Song by the Doors

from the album The Doors
- Released: January 4, 1967
- Recorded: September 13, 1966
- Genre: Blues rock; hard rock;
- Length: 3:30
- Label: Elektra
- Songwriter: The Doors
- Producer: Paul A. Rothchild

= Soul Kitchen (song) =

1967 song by the Doors

"Soul Kitchen" is a song by the Doors from their first album The Doors. Singer Jim Morrison wrote the lyrics as a tribute to the soul food restaurant Olivia's in Venice Beach, California. Because he often stayed too late, the staff had to kick him out, thus the lines "let me sleep all night, in your soul kitchen".

== Background ==

The song was inspired by Kim Fowley's 1965 single "The Trip". The track was recorded during an afternoon session on September 13, 1966 at Sunset Sound Recorders.

==Composition==
The song is notated in the key of A Major with Jim Morrison's vocal range spanning from E_{4} to A_{5}. It has a Dorian alternation of i and IV.

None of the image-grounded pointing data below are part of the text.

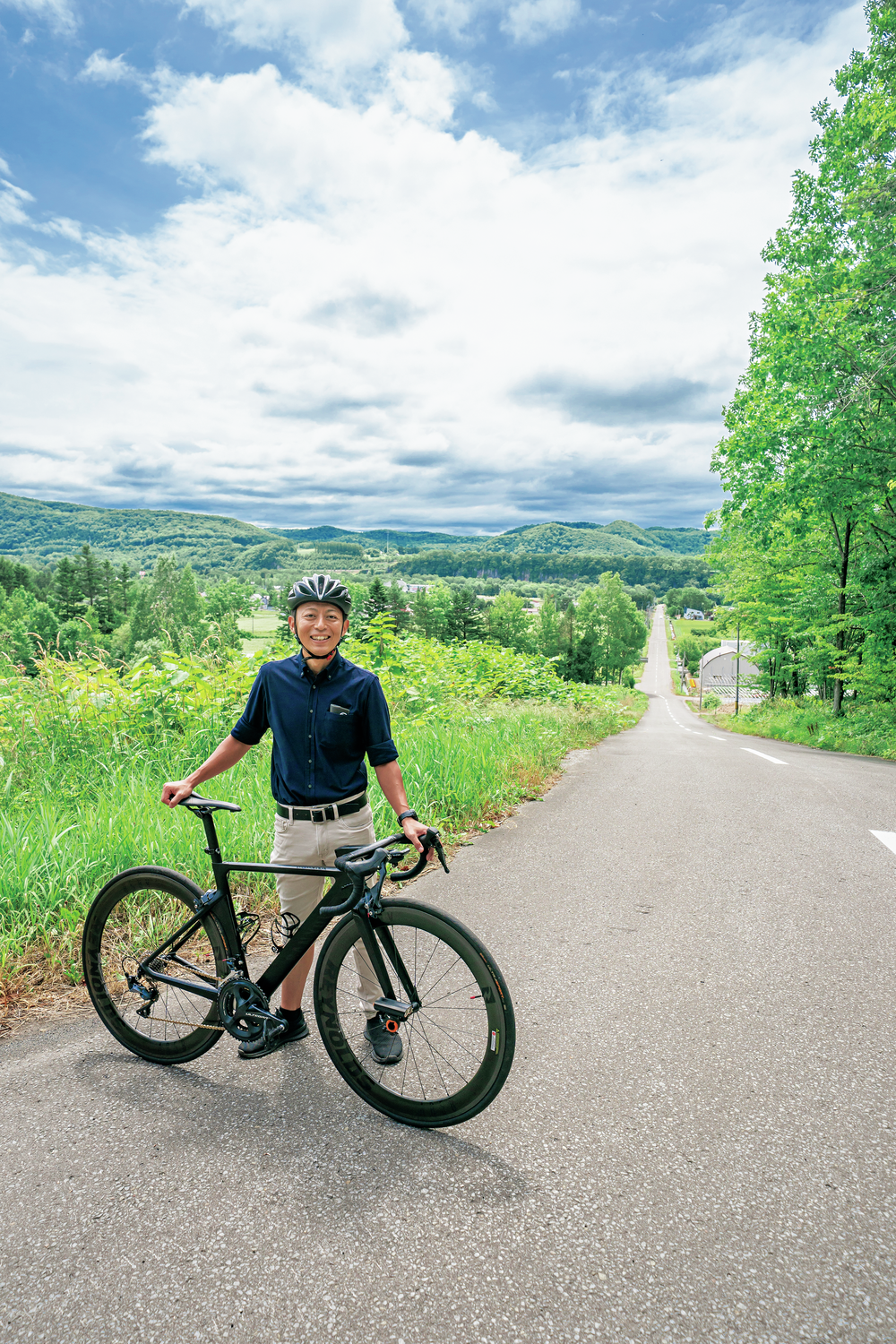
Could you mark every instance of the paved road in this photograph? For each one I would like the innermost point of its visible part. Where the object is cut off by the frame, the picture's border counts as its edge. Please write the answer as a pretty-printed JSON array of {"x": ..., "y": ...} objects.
[{"x": 694, "y": 1142}]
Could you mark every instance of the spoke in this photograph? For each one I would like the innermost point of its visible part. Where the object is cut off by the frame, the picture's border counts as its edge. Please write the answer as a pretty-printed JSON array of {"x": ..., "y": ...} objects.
[
  {"x": 452, "y": 1067},
  {"x": 411, "y": 1051},
  {"x": 435, "y": 1059},
  {"x": 458, "y": 1043},
  {"x": 458, "y": 991},
  {"x": 447, "y": 970}
]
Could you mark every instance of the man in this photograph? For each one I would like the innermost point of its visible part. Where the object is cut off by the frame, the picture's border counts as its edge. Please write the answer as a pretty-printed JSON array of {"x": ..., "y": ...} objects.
[{"x": 325, "y": 715}]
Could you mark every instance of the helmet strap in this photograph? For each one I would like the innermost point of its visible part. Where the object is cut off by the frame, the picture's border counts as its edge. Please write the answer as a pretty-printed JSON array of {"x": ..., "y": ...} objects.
[{"x": 311, "y": 653}]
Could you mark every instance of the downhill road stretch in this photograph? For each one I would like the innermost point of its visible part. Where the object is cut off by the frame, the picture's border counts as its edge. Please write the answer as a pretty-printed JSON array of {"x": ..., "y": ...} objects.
[{"x": 694, "y": 1142}]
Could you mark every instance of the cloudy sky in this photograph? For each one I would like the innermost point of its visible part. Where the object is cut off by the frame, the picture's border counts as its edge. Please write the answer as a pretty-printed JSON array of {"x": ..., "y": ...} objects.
[{"x": 455, "y": 263}]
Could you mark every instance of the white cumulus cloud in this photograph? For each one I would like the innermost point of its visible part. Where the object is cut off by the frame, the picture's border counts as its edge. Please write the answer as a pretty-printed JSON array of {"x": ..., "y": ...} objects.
[
  {"x": 530, "y": 22},
  {"x": 362, "y": 317},
  {"x": 56, "y": 13},
  {"x": 331, "y": 34}
]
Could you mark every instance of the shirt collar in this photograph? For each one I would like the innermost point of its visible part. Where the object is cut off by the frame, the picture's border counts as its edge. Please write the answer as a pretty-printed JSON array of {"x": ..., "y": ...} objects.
[{"x": 322, "y": 676}]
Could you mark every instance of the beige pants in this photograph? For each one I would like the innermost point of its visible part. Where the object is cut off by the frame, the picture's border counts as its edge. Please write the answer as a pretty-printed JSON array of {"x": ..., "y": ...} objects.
[{"x": 314, "y": 844}]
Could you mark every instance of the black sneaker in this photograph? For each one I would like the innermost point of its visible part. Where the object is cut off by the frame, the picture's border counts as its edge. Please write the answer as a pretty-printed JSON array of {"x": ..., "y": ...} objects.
[
  {"x": 384, "y": 1045},
  {"x": 266, "y": 1046}
]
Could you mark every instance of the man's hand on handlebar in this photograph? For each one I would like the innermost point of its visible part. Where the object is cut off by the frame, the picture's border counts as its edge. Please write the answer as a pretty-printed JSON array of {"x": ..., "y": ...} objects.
[{"x": 413, "y": 830}]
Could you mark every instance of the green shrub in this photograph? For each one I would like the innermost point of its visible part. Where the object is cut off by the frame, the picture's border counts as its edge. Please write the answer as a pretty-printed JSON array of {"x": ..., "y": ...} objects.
[{"x": 85, "y": 750}]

The song's lyrics were written by Morrison during the summer of 1965, and the song was credited to all members of the band. Guitarist Robby Krieger acknowledged soul-singer James Brown's influence on the song, stating that he wanted to simulate a horn section by Brown, with the riff heard throughout. Music journalist Stephen Davis characterized it as a hard rock track, while Gillian G. Gaar called it "funky blues-rock".

==Critical reception==
Sal Cinquemani of Slant Magazine declared "Soul Kitchen" as a "classic Doors song".
According to rock critic Greil Marcus, "Soul Kitchen" is the Doors' version of "Gloria" by Van Morrison, a song the Doors often covered in their early days. Marcus writes, "It was a staircase—not, as with 'Gloria' in imagery, but in the cadence the two songs shared, slowed down so strongly in 'Soul Kitchen' that a sense of deliberation, so physical that it was more body than thought, became the guiding spirit of the song."

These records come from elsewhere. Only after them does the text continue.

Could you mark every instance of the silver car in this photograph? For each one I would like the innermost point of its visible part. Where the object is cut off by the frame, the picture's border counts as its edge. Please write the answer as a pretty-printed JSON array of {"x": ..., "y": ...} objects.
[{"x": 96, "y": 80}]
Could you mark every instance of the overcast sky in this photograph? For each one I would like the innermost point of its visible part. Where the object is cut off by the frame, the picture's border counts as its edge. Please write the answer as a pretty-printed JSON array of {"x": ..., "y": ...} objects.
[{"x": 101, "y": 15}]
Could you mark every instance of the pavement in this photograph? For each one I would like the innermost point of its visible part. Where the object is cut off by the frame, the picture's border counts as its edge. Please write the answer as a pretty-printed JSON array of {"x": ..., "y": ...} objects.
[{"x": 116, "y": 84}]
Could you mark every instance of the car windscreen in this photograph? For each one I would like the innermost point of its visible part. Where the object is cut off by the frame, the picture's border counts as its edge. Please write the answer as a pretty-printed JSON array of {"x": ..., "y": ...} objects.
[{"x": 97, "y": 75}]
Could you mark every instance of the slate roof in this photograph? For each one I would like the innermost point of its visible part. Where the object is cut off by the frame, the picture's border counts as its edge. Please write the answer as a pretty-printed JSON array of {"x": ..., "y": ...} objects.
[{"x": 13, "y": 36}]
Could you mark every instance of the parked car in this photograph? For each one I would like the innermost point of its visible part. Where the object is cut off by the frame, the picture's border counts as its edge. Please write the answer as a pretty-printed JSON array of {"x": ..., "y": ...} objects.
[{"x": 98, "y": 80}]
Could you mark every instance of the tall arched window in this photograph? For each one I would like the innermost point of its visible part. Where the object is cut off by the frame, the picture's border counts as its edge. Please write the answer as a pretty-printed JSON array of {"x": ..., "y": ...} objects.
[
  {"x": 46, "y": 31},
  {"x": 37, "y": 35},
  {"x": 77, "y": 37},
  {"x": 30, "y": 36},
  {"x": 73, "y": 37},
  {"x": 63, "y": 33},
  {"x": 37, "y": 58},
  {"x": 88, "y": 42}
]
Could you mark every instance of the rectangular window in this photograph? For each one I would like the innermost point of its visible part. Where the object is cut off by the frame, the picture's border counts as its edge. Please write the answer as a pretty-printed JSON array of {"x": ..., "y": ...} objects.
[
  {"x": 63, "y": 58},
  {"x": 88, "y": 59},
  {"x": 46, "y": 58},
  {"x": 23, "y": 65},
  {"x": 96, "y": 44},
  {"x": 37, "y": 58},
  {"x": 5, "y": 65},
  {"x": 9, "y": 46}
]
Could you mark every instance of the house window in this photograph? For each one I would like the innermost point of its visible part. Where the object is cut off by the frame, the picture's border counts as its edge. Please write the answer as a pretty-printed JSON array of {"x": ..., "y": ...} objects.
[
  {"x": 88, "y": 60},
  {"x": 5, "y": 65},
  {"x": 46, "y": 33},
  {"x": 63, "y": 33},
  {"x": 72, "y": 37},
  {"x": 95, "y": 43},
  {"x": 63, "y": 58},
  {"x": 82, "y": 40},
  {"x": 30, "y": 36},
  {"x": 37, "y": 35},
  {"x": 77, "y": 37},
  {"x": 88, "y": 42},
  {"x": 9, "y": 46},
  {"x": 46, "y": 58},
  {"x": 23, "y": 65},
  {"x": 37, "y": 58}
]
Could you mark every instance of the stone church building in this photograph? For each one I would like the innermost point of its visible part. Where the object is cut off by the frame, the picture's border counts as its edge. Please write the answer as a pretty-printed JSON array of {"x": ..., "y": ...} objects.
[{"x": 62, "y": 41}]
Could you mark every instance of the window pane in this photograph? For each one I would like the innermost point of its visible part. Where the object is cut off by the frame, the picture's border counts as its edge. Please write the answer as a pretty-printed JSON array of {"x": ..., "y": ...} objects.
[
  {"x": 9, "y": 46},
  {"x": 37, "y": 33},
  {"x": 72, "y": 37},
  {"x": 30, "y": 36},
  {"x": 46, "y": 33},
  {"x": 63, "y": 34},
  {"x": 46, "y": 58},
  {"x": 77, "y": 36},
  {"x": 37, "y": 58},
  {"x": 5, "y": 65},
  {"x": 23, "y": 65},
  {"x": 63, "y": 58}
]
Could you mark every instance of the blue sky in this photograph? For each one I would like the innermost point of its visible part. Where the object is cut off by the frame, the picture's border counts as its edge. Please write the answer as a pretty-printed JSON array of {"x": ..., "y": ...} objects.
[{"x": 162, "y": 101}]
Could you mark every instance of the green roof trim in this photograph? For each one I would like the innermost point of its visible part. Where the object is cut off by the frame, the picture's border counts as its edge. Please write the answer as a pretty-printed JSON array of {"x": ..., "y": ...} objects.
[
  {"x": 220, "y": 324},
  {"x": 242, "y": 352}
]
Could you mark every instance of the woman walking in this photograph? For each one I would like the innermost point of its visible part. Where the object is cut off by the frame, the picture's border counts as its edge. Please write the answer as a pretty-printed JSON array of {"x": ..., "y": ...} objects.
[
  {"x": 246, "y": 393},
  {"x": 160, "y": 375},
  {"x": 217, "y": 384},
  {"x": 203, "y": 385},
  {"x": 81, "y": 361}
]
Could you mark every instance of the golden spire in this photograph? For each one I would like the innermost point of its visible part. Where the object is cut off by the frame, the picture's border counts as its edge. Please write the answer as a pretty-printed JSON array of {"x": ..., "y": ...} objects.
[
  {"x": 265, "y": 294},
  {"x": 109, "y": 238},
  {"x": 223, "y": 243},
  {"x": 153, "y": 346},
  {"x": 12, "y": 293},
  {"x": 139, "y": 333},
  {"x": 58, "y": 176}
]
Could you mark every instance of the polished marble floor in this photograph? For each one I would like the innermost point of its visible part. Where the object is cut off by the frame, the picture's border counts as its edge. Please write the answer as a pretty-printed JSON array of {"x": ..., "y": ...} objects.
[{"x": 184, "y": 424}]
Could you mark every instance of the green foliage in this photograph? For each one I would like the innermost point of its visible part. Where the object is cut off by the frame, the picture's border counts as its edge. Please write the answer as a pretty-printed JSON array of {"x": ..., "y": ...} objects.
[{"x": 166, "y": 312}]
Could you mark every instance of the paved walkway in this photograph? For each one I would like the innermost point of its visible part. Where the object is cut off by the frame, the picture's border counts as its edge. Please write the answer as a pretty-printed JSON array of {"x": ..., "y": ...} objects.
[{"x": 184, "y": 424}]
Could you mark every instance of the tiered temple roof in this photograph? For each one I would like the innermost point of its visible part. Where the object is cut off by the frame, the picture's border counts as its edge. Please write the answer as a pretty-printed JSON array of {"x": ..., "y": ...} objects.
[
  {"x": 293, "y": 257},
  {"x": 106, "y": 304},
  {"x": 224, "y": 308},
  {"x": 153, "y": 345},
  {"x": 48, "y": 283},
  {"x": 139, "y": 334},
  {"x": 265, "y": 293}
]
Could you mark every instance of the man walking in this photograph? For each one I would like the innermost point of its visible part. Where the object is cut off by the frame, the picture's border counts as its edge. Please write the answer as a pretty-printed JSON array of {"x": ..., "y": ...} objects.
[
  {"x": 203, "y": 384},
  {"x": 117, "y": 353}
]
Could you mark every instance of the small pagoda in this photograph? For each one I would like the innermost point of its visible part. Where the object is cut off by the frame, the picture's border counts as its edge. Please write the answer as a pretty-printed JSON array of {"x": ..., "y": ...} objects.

In a 1967 article in Crawdaddy! magazine, Paul Williams compared it to "Blowin' in the Wind" since both songs had a message, with the message of "Soul Kitchen" being "Learn to forget." He praised the song: "The End" is "great to listen to when you're high (or any other time)", but "Soul Kitchen" "will get you high, which is obviously much cruder and more important." David Fricke noted that with the "crisp funk" of "Soul Kitchen", the Doors "perfected an airtight resolution of their live prowess".

AllMusic critic Richie Unterberger praised the song's "stomping rock". On June 24, 2021, The Guardian published a list with "The Doors greatest songs", in which "Soul Kitchen" was placed as the sixth.

==Personnel==
There has been some discrepancy at who contributed the bass: Doors' engineer Bruce Botnick recalled that after the song's recording, session musician Larry Knechtel was brought in to overdub bass; but guitarist Robby Krieger insists that he played the bass guitar.

===The Doors===
- Jim Morrison – lead and backing vocals
- Ray Manzarek – Vox Continental, keyboard bass
- Robby Krieger – guitar, bass guitar
- John Densmore – drums

===Additional musicians===
- Larry Knechtel – bass guitar

==X version==
A cover of "Soul Kitchen" was included on the debut album by X, Los Angeles (1980). The album was produced by Doors organist Ray Manzarek, whose attention had been caught earlier by seeing X play a live cover of "Soul Kitchen" at the Whisky a Go Go. Manzarek later wrote about that initial experience "It was Soul Kitchen ... at a thousand miles an hour. I was completely hooked. It was like you were standing behind a 747 with the engines on full blast."